Le Père Fouettard de la gauche? «J’ai eu longtemps ce rôle, mais le parti a changé.» Des socialistes de la génération suivante, Daniel Jositsch et Chantal Galladé, sont devenus des compagnons de route. Il apprécie le positionnement de Christian Levrat, l’actuel président du PSS, sur les thèmes de sécurité.

Les critiques de Martin Killias visent aussi l’appareil judiciaire. Il s’en est pris sévèrement à certains procureurs ou juges d’instruction, qui, «parce qu’ils sont évalués en fonction du nombre d’affaires liquidées», poussent les victimes d’agressions à retirer leur plainte. Ce qui tend à «bagatelliser la violence» et les enjeux de sécurité publique. Cela lui a valu des inimitiés dans son milieu professionnel: la propension à la subtilité s’accommode mal d’un fonceur qui parle clair. «Dans le fond c’est un homme d’action qui veut changer les choses», résume un de ses anciens élèves. L’idée de rétablir les petites peines de prison ferme a fini par s’imposer. «On n’a pas la preuve qu’un bref séjour en prison est un passage plus efficace vers la réinsertion, mais on a pu démontrer qu’il n’était pas nocif, contrairement à ce qui a été longtemps prétendu.»

C’est à sa formation anglo-saxonne que le criminologue attribue d’avoir été parfois en décalage. Des faits, des faits et des faits, plutôt que les grands principes qui dominent selon lui la manière de penser française ou allemande. «Toute ma vie j’ai collectionné des données, j’ai peu versé dans les grandes théories.»

Alors qu’il se destinait à devenir avocat, c’est la rencontre avec un criminologue américain qui l’a orienté sur une voie professionnelle assez nouvelle. L’éminent confrère l’avait interpellé sur le «Sonderfall» que représentait la Suisse comme île de sécurité. Aujourd’hui que la Suisse est devenue à cet égard un pays comme les autres, Martin Killias a acquis, grâce à ses sondages, une renommée internationale. L’expert est sollicité de toutes parts, par la police genevoise comme par l’administration Obama.
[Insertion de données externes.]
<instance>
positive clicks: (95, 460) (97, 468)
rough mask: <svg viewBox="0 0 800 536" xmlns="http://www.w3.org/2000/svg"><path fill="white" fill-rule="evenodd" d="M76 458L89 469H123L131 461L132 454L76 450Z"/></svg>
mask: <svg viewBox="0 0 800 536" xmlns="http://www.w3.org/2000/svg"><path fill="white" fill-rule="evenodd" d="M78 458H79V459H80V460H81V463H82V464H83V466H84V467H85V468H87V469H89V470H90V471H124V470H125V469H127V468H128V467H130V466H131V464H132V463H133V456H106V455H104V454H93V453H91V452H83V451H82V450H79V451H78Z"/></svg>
De Lausanne, où il a dirigé pendant vingt ans l’Institut de criminologie, à Zurich, où il enseigne depuis 2006, Martin Killias est l’homme des prises de position. Il critique le traité d’extradition avec les Etats-Unis, qui coince les autorités suisses dans l’affaire Polanski; dénonce l’arrestation de Kadhafi à Genève, qui viole le principe de proportionnalité; plaide pour l’interdiction des chiens dangereux mais change d’avis sur la libéralisation du cannabis, convaincu par les arguments scientifiques qui démontrent sa dangerosité. Il conteste l’ouverture non-stop des nuits zurichoises, tant le lien entre violence et la consommation d’alcool lui semble évident. Cela agace les Jeunes socialistes, qui l’approuvent certainement en revanche quand il s’attaque à sa manière aux hauts salaires. Et si ceux-ci étaient passibles de gestion déloyale? Pas toujours facile à cataloguer, Martin Killias, sauf comme authentique moraliste.

Son engagement public, il espère lui donner une nouvelle forme cet automne. A deux ans de sa retraite, il est candidat à un siège socialiste argovien au Conseil national. Après avoir orienté les politiques depuis trente ans, ça le démange d’en faire un peu directement.